Date: 2015-09-12
Thought on the recent correction
The discrepancy between the asset price movement and the real economic activities has much to do with inflation. Especially when nominal effect is accompanied by turnaround in the investor sentiment, asset prices are formed at an elevated level. While I consider the recent correction as an over-reaction (particularly in the US) due to my view that the magnitude of tightening, whether it comes now or later, is minuscule compare to the easing that has been done for the last 7 years (also, Jan 2015's consensus view was Fed's tightening and weak financial market performance - correction which everybody waits tends to arrive less meaningfully), investors' concerns over the direction of the future Fed policy is not groundless.

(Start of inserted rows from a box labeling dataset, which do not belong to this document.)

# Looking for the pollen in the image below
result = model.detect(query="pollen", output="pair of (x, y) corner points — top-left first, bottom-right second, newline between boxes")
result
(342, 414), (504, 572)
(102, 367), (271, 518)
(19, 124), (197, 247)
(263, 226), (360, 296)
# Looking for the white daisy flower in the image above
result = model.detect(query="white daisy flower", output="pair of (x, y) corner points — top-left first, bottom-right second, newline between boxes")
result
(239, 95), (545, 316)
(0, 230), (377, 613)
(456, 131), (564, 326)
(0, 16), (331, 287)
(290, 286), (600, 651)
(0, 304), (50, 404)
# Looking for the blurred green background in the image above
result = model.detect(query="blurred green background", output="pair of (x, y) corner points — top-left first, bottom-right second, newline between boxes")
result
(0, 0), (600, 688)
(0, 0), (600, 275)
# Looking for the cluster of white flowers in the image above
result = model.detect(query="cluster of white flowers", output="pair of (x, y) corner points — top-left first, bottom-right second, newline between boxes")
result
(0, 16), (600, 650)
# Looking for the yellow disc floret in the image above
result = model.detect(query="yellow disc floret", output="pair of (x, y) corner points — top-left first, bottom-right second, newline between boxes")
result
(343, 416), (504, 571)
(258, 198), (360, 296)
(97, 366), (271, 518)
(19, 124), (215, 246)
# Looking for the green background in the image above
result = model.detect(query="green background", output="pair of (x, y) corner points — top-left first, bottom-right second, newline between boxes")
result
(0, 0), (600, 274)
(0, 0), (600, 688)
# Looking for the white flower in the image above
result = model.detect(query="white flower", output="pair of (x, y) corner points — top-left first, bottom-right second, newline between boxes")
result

I have met some people who argue as if the disconnect between the asset prices and the real economic activities is sustainable because the historical correlation between the two is 'weak.' I believe that they fell into the trap of mistakenly limiting the observed time frame; many events that occur in different points of time are related. Understanding the real economic activities is essential in investments, as it adds value to the investors by providing the direction of the next tail scenarios. While I find it extremely challenging to time the market, it is certainly useful to have some confidence in what many call an 'end-game.' While the term is misleadingly named because life goes on most of the time, I cannot think of an alternative to this term, so.. oh well, my limit shows. A good way to express the end-game view is: having no direct exposure to the segment which is likely to be the epicenter of the next big meltdown, rather than: betting aggressively on the end-game scenario (against the ongoing trend, in many cases) because you need to survive in order to thrive. Focusing on a very promising niche market is another option, while it does not necessarily provide a great protection against macro-wide adverse investment flow.
In fact, one country that stands out in the discussion of real versus nominal performance in recent 3 years is Japan. Although I expect there to be a plenty of time until the next adjustment (it is difficult to time these things so we never know? maybe it will happen pretty soon), it will be very interesting to see what happens in Japan in the period of meaningful monetary tightening and commodity price hike. I am very curious to see what will happen in the world when the inflation expands its territory to the consumer prices, because I expect to see sets of spikes rather than a gradual rise.